Q: You've expressed enthusiasm about the impact of Generative AI (GenAI) on technology jobs, emphasizing its transformative potential and the opportunities it presents for IT professionals. Can you elaborate on why you find GenAI particularly exciting for the IT sector?
Graeme: I anticipate that GenAI will revolutionize our work to a degree as profound as the impact of the internet when it first came onto the scene. This includes the transformation of how IT tasks are handled. We’ll be able to offload tasks that AI will take care of while we sleep. Consider the time we spend on platforms like Workday or Salesforce, aiming to make them more user-friendly. Now, GenAI offers us the potential to offer up a prompt instead simply like, “Create a performance review,” eliminating the need for us to spend extraordinary amounts of time customizing UIs. GenAI's dependence on access to critical applications and data positions IT professionals at the forefront of this transformative wave, presenting an opportunity for them to play a central role in its implementation.
This shift is monumental and Informatica, as a pioneering AI-powered intelligent cloud data management platform company, is also uniquely positioned to actively embrace it.
Q: This raises the question, as common IT tasks are offloaded to AI, won’t this reduce the amount of work for IT professionals, putting their value at risk?
Graeme: There's a common concern that GenAI might render certain jobs obsolete. However, history has taught us that world-altering technological advancements have not only transformed industries but also expanded economic opportunities.
A personal anecdote from my upbringing in Paisley, Scotland, illustrates this point. Paisley, known for the Paisley pattern, was built on the textile industry, and faced anxiety when automated looms were introduced, seemingly threatening jobs. Yet, the outcome was the opposite. The price of textiles dropped, people could afford more, and the market expanded, creating more jobs.
Similarly, GenAI is poised to enhance the world's GDP, creating new jobs in the process. While certain roles may be impacted or simplified, it's essential to view this as an evolution rather than a threat. Just as the advent of the internet did not eliminate network or database administration jobs but transformed them, GenAI will usher in new opportunities and require a shift in skill sets.
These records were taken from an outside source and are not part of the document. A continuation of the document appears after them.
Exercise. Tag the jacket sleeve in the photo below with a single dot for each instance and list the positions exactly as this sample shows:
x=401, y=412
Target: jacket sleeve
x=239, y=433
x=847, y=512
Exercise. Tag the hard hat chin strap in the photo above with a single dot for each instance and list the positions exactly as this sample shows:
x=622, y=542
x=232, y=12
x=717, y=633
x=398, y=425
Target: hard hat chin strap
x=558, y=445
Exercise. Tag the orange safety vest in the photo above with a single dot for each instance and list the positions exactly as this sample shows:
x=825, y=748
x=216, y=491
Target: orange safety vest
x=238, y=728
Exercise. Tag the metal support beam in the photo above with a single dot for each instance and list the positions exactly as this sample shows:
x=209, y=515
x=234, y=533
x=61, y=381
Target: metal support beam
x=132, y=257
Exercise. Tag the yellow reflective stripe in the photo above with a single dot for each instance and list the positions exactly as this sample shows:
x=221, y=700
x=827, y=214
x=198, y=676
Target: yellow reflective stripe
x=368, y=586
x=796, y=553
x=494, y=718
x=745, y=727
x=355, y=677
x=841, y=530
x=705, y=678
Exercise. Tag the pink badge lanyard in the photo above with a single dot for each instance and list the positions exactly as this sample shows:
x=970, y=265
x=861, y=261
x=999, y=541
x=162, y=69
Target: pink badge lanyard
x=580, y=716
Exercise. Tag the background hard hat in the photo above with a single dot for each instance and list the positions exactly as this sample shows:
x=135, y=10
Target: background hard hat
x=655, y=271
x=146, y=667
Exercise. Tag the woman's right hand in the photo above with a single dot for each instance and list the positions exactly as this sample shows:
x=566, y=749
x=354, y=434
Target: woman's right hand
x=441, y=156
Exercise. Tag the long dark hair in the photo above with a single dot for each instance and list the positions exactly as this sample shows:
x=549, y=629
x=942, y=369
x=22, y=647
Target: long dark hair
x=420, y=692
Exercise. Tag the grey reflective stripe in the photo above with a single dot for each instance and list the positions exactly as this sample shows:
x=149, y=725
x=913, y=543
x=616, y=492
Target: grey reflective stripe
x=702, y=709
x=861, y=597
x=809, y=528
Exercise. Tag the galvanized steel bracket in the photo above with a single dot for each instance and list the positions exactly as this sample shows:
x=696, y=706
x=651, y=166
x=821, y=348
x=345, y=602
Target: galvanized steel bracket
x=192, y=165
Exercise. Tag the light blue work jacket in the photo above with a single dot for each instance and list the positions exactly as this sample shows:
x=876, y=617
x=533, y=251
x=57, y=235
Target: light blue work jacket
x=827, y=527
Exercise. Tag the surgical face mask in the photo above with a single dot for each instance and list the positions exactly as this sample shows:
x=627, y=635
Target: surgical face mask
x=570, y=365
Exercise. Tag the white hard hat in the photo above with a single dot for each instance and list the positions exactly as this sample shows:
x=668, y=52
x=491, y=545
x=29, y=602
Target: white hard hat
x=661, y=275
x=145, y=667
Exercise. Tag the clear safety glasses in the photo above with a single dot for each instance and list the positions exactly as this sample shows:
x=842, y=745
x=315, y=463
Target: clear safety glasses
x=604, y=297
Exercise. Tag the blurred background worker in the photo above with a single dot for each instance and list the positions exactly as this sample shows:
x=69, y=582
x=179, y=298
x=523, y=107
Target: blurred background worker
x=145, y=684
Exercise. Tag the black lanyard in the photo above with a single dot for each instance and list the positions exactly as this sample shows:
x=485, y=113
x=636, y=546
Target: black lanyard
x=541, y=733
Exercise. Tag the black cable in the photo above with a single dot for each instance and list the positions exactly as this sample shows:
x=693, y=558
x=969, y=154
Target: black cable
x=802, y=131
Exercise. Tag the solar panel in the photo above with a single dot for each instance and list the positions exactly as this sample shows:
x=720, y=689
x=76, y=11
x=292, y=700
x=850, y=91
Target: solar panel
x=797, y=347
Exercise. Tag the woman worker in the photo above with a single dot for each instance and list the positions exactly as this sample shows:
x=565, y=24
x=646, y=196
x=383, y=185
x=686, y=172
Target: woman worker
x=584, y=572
GenAI will not take your job. Rather, someone who effectively uses GenAI will. Embracing this change and staying informed and learning how to apply GenAI in our work is crucial for professional growth and the key to staying competitive in the evolving landscape. It's about adopting a power tool over a manual one, while recognizing that tools still require humans to operate them. For IT professionals, this is an empowering shift, as we’re well-positioned to be at the forefront of driving technological evolution and leveraging GenAI for enhanced productivity and innovation.